Perché l’essenza di «Picasso e la modernità spagnola» si conquista decifrando i chiaroscuri dell’anima e leggendo la descrizione dell’universo femminile (le donne di Picasso sono qui rappresentate nelle molte forme della carne e dello spirito) anch’esso traboccante di significati esoterici e psicanalitici. Nella sala 7, «Verso Guernica : la Tragedia, Minotauromachia » (1935) Pablo si trasfigura nel Minotauro-violentatore, mentre una bambina saluta.



È la rappresentazione di Marie-Thérèse Walter, la modella 17enne che Picasso, sposato, conobbe a 45 anni e accettò come amante (con il placet della famiglia della ragazza), non senza turbamenti che nell’ambigua vicenda del Minotauro cerca di sublimare nell’arte, ybris che diventa nemesis con la cecità del mostro, la peggiore maledizione per l’artista.

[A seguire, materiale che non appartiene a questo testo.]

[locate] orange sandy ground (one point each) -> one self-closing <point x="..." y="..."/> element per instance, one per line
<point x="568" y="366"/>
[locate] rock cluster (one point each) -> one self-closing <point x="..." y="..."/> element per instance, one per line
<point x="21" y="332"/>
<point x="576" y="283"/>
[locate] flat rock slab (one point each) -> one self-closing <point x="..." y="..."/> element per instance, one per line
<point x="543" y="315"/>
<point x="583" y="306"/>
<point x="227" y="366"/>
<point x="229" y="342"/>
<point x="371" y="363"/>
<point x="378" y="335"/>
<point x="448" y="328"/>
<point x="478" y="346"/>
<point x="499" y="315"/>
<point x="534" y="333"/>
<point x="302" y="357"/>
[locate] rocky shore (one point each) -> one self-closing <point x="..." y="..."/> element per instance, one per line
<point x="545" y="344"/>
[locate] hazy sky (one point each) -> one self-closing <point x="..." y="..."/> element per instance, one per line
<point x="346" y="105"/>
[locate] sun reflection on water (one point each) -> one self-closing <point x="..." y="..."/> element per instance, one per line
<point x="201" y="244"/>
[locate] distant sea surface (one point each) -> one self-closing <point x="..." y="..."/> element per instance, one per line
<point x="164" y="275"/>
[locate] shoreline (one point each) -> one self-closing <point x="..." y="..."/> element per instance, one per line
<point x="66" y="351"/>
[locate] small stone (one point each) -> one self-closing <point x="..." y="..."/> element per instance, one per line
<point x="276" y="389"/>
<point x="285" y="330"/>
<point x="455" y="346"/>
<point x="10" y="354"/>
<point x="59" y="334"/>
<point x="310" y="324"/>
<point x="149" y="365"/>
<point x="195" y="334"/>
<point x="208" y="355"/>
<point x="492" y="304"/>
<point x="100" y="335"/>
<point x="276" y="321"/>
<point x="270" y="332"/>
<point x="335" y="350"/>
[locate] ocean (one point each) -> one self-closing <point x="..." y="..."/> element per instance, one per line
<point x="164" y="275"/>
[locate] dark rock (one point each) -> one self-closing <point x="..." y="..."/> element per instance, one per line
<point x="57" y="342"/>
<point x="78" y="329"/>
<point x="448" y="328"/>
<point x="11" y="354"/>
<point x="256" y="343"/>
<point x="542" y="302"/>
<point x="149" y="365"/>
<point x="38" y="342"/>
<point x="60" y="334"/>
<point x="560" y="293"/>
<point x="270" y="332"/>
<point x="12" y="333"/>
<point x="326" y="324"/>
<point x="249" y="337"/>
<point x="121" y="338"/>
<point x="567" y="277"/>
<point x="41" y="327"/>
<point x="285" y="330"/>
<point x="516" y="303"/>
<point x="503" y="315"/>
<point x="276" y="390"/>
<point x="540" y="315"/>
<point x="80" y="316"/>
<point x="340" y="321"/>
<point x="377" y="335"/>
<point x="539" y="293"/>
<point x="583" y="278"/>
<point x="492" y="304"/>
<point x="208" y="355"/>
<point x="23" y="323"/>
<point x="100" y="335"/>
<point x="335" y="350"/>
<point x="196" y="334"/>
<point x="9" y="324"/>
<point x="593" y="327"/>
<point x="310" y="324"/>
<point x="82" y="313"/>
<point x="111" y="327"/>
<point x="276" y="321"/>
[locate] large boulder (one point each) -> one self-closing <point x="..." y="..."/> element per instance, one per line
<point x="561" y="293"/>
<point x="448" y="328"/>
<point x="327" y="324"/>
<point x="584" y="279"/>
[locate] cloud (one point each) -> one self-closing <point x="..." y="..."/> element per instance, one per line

Nelle sale-monadi si ha una visione completa di quell’arte. Si resta abbagliati nella sala 4, «Lirismo. Segno e superficie», dove Pablo e altri spagnoli lavorano con segni sintetici per provocare le stesse emozioni della poesia, linee e curvature di pennello e di materia scultorea. Ci si perde (sala 5) nella sopra-realtà del realismo magico, tra il surrealismo di Dalí e il pragmatismo di Antonio López García.

E ancora si assiste alla metamorfosi (sala 8) di natura e cultura, un’altra ossessione di Pablo, idealizzata nella pittura. E ci si muove (sala 9) verso un’altra modernità. «Nella quale Picasso riflette sulla pittura, mentre Miró la espande e apre nuovi orizzonti», spiega Carmona. Ma sono ancora le sale 6 e 7, «Verso Guernica : il Mostro» e «Verso Guernica : la Tragedia», che tornano ad aprire i bastioni della città dei mostri. Cavalli e minotauri, tori e volti trasfigurati. Stavolta c’è anche un’evidenza temporale: 26 aprile del 1937 il bombardamento della città basca di Guernica. Picasso trae da quel genocidio l’ispirazione per il suo capolavoro.



Ma ne rimarrà travolto. Come stordito dal massacro continua a disegnare per mesi le stesse immagini, cavalli-donna travolti dal dolore, sofferenza di segni e di colori. «Una modernità spagnola che non può che essere unica in questa dimora rinascimentale nel cuore di Firenze — conclude Carmona —, anch’essa interprete dell’arte di Picasso».